Historic Burlington‚ Vermont
Redstone Campus, South Prospect Street
Built: 1885 - 1891
Original name: A.A. Buell Estate
UVM's Redstone Campus is as distinctive as its central core campus. Built at the close of the nineteenth century by lumber magnate Addison A. Buell, there is a great richness and humor in its evolution. It is noted that Buell was engaged in a contest of mansion-building and one-upmanship with railroad steamboat tycoon Col. Legrand Cannon whose opulent home was located nearby.1 (Incidentally, John Wilson, whose house stands on Mansfield Avenue , served as Cannon's gardener prior to establishing his own business.2) Buell reportedly built an “Egyptian Room” in his mansion, in response to Cannon's “Persian Room.” A long circular driveway approaches the main house, with a gatehouse at standing at one end and a large carriage house at the other. A long, low, stone wall spans the entire front of the property, and is broken only to accommodate the driveway. The structures are constructed from local Monkton Dolomite, commonly known as “redstone.” The houses were built in a Richardson Romanesque style, and speak to Billings Library in this respect.
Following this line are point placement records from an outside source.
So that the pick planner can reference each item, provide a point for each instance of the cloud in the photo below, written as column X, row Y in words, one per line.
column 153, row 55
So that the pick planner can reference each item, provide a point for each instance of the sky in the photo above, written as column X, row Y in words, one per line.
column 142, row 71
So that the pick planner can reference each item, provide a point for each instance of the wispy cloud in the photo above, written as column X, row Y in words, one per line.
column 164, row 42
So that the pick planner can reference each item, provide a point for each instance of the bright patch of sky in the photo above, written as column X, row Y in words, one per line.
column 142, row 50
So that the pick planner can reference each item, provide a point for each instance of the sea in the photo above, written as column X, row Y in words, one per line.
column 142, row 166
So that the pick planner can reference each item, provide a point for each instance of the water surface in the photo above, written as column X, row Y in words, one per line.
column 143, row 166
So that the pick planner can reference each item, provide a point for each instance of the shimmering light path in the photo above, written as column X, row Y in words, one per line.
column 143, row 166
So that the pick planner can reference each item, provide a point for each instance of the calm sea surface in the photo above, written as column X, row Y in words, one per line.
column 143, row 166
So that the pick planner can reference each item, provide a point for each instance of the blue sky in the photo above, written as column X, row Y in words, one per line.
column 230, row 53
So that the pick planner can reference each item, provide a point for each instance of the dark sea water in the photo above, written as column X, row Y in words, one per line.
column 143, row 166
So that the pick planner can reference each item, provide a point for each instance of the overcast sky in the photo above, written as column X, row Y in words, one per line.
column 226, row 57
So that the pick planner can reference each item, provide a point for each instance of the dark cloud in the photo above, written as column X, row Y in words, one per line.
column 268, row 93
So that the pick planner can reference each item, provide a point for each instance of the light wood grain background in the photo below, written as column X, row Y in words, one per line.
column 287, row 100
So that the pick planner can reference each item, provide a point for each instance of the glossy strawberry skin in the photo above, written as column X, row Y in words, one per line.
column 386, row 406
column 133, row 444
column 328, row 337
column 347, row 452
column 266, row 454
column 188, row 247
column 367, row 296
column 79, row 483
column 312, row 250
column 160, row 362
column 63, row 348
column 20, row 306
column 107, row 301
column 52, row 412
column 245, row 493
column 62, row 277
The entire estate spanned some sixty-six acres.3
1. Vermont Division for Historic Preservation, Burlington Historic Sites & Structures
Surveys (1978 & 1983).
2. Blow, David, Historic Guide to Burlington Neighborhoods, VII (Chittenden
County Historical Society, 1997), 64.
3. Visser, Thomas, Reid Larson and Ann Cousins, National Register of Historic
Places Registration Form – Redstone Historic District. (United States Department
of the Interior, National Park Service: 1991.)